Date:04/06/2004 URL: http://www.thehindubusinessline.com/2004/06/04/stories/2004060402030800.htm
Back Why not review panel on lending rates?

P. Devarajan

IT is hard to believe that the Rakesh Mohan report on interest rates on savings schemes will be significantly different from that of the Expert Committee to review the system of administered interest rates and other related issues, headed by Dr Y.V. Reddy.

Incidentally, Dr Rakesh Mohan was one of the members of the committee. The Reddy Report submitted in September 2001 generally argued in favour of linking interest rates on various government-run small savings schemes to the market.

Also, it was not in favour of liberal tax treatments as long-term financial savings of households do not attract the taxman at all the three stages: contribution, accumulation and withdrawals. A government spokesman has ruled out a drop in interest rates and is awaiting the Dr Rakesh Mohan report before finally making up its mind.

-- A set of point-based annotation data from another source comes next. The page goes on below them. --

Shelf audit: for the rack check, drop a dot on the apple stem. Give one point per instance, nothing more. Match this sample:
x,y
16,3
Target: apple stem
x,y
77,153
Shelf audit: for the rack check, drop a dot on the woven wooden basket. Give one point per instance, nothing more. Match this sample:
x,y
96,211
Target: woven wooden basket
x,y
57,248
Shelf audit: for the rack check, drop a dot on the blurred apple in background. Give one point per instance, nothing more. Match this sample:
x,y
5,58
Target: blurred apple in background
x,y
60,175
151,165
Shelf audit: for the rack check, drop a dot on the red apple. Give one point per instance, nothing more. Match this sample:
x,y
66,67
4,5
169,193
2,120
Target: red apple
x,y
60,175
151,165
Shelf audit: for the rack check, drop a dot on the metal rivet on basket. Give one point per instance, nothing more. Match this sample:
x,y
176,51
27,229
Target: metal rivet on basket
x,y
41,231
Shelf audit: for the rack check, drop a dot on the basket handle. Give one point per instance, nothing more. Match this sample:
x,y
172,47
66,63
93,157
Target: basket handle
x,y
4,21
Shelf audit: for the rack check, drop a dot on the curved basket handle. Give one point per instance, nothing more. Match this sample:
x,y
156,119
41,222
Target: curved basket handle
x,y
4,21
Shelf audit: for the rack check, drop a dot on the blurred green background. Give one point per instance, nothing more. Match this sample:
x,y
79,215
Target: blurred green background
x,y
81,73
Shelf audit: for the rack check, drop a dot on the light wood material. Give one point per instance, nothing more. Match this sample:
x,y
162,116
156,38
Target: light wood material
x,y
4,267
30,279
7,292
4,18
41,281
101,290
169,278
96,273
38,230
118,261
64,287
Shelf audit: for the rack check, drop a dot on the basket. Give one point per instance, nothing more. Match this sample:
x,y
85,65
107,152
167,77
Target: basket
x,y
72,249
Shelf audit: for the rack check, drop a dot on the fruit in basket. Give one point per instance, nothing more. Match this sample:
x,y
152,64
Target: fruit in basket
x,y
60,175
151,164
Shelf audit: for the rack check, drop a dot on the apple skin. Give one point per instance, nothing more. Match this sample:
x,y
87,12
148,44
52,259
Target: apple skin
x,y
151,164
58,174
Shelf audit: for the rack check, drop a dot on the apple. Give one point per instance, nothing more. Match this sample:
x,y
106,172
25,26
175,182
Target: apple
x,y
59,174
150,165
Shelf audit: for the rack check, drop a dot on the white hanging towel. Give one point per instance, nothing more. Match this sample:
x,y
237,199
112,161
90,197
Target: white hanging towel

There is no denying the fiscal burden involved in paying out returns on savings schemes with a market disconnect and over the last two years the government did use the scissors on interest rates rather brutally with the interest rate on savings deposits cut from 4 per cent to 3.5 per cent.

For the retired and the elders, these schemes act as social insurance nets and it is time the government stopped hurting them as the interest burden has to borne by the society. The above-60 population depend on their PF, gratuity and pensions collections and place them in government savings schemes as they are the safest bet. With yields in the money markets expected to harden on the back of a near 5 per cent inflation in the next six months, there may not be any lawyers to argue the case for lowering returns.

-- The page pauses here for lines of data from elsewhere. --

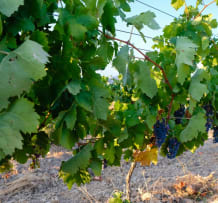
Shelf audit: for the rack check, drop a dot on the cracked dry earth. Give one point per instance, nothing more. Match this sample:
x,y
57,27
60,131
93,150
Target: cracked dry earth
x,y
148,184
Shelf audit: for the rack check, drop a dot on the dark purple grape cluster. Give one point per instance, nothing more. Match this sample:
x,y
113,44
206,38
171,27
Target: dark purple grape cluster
x,y
160,132
215,134
172,148
179,114
209,113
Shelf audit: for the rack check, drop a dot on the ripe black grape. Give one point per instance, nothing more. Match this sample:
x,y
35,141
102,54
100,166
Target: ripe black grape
x,y
179,114
160,132
209,113
173,147
215,134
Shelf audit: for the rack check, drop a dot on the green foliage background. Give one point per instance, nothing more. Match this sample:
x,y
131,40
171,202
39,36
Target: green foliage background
x,y
48,77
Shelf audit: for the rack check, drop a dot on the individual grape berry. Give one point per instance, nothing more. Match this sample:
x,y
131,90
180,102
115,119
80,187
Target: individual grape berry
x,y
209,113
215,134
179,114
160,132
173,147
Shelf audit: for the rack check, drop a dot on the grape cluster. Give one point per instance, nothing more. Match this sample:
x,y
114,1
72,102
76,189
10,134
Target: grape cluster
x,y
209,113
215,134
160,132
173,147
179,114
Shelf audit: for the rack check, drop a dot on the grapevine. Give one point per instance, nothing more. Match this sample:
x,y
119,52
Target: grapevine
x,y
51,91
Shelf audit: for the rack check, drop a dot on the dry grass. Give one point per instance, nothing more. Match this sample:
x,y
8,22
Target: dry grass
x,y
189,186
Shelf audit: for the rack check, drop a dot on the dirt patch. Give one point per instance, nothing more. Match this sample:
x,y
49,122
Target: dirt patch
x,y
189,178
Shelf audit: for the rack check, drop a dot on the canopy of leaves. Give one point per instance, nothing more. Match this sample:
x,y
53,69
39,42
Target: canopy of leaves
x,y
20,117
20,69
8,7
101,118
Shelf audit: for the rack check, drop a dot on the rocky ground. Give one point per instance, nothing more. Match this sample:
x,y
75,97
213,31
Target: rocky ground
x,y
191,178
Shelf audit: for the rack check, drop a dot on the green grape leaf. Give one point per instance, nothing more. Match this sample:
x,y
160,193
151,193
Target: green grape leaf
x,y
177,3
205,42
110,153
150,120
96,167
107,19
74,87
145,18
84,99
198,89
41,38
185,51
105,50
1,26
66,138
28,119
195,126
101,108
20,117
122,59
79,161
77,30
8,7
71,117
183,72
20,69
142,77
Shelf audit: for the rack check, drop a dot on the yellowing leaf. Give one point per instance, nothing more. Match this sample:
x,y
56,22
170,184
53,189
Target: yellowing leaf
x,y
146,157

The WPI inflation rate is a piece of elaborate fiction, with the services sector, accounting for more than 50 per cent of GDP, not being represented. The Finance Ministry, RBI and the financial system, for long, have looked at one part of the equation - interest rate on savings - and not taken the same trouble over the other part the equation - the lending rates charged by banks.

An example. A month ago, my friend, N.K. Kurup, went to a nationalised bank for a personal loan of Rs 50,000 to buy a computer. He has dropped the idea of owning a computer as the loan carries an interest tag of 13 per cent, apart from collaterals. Bank lending rates are out of alignment with market trends and some of the best corporates today have snapped ties with the banking system. External commercial borrowings are cheaper and they prefer to raise monies outside the country.

Should not the Finance Ministry or the RBI appoint a high-level committee to study bank lending rates or is it indecent to even raise the query?

By RBI's own admission, lending rates continue to be sticky. At one time, banks complained over a stiff wage bill pushing up lending rates and the government obliged by okaying the first round of VRS. New Delhi has cleared restructuring packages for the steel and textiles industries and allowed banks to raise foreign loans to fund them. Is there any such package available for the dying farmers in Andhra Pradesh and Karnataka?

There is a Corporate Debt Restructuring (CDR) in place and run by banks. There is nothing similar for the farming community.

Or is it the case of bankers that they do not want to lend money to agriculture and the services sectors?

Why is it that bank trade unions, specially officers unions, ever ready to go on a strike, are not bothered about this asymmetry?